Things did change forever after that night. Ali and I tried to keep in contact. A few letters here and there over the summer but they died down after October. I got a couple of Christmas cards for a couple of years but that was it. I didn't see her. She didn't see me. I heard she had moved out of town. Nothing confirmed, but I had a feeling she actually might have.

I went on with my life. Married. Had a baby boy. Divorced. Married again. Had a baby girl. Divorced again. I was in love being a traveling salesperson, I guess to really commit to someone. Someone who wasn't Ali. It had been over 20 years and there was no sight of her. I hadn't heard from her.
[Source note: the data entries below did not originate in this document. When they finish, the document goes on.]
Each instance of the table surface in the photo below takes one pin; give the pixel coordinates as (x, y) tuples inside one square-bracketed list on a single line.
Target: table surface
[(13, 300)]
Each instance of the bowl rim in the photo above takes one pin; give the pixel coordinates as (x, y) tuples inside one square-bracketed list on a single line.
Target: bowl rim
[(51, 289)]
I heard rumors. Some said she had moved to Washington and works with the government. Others say she had died in a car crash. I didn't really listen to anyone. Even though I should've. It would've given me closure on the whole thing.
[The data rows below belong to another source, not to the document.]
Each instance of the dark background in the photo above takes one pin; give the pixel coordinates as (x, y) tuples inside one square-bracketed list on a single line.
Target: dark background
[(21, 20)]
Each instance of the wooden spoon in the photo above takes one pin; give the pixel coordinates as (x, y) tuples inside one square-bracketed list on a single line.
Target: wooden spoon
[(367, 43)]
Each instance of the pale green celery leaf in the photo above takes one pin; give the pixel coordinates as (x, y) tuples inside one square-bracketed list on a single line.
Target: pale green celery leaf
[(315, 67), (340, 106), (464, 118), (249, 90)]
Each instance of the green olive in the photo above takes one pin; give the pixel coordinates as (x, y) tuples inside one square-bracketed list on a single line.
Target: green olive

It was the summer of 2002 as I was walking around in the suburbs of California looking for this guys office who had promised me will buy a bunch of my product. I needed something to eat, though. Maybe a drink, too. It was getting late. I called him and told him that I was caught up with another customer and I'll go see him tomorrow. Make him think that he wasn't the only one after my stuff. Anyway, I decided to wonder into a pub that was right by my hotel. As I sat down, I was enthralled by the conversation three guys were having in the corner. They were graduating. Just hearing them talk about what life will be like. It amazed me. Amazed how I guess everyone seems to be so innocent about what's out there. What could be. What will be. How unpredictable it is. How it changes before your eyes. I clued back in when I heard someone faintly calling my name. I wondered who it was. I looked around and there stood behind the counter a tall blond who didn't look older than 25 asking me by name where the hell I've been all her life. I rubbed my eyes. I shook my head. It was her. It was Ali. I couldn't believe it. It was her. I stood up and raced behind the counter and gave her a huge hug just like that one we gave each other on graduation day. We both couldn't believe it. We caught up over some beers. She convinced her boss to let her off early so we could have a few drinks. Her boss said it was OK on one condition. She closed the bar. She agreed.
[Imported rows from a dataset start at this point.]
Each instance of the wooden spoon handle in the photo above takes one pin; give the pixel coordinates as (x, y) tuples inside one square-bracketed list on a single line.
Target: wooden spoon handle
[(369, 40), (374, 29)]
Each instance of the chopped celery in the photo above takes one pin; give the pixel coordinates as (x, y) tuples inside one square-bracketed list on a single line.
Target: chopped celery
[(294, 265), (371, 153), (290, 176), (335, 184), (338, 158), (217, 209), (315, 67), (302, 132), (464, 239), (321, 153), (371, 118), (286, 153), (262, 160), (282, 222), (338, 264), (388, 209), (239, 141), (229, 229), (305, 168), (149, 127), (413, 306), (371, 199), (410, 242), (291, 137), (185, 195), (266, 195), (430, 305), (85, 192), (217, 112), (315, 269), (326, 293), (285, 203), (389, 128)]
That night we laughed in between shots. Shared stories before finishing pitchers. We played pool and showed each other our new cell phones and laptops. We talked about old times and reminded each other of things we had done. Suddenly, it was time to close down the joint. Our reunion was coming to an end. As the last customer strolled out, I went over to close the door. Ali decided to put up the music and dance while she cleaned. As I helped her put up the last stool, just like if it were written in a book, a song came over the radio that made us both freeze in our tracks. Special Lady. That song we had danced to so many years ago was again in our lives. We both looked at each other and chuckled. Wondering how cheesy this really is. How someone must have set this up. But no one did. And it wasn't cheesy. It was kinda nice. I went over to her and grabbed her dirty rag from her hand and threw it over the bar and took the mop from her hands and placed it on the floor. I gently took her by the waist and we started to dance. Again to Special Lady. We didn't talk while we were dancing. We just enjoyed the moment. In that dark, empty small pub on some street in Northern California. After the song was done, she walked me to the hotel. We exchanged numbers. Promised to call. To E-mail. Of course we didn't.

That was the last time I saw Ali. Stopped by a few months ago to see if she was still there. She had left. To Washington, actually. Had triplets with a regular. I was happy for her. And even happier that we had our last dance together. Me and my Special Lady.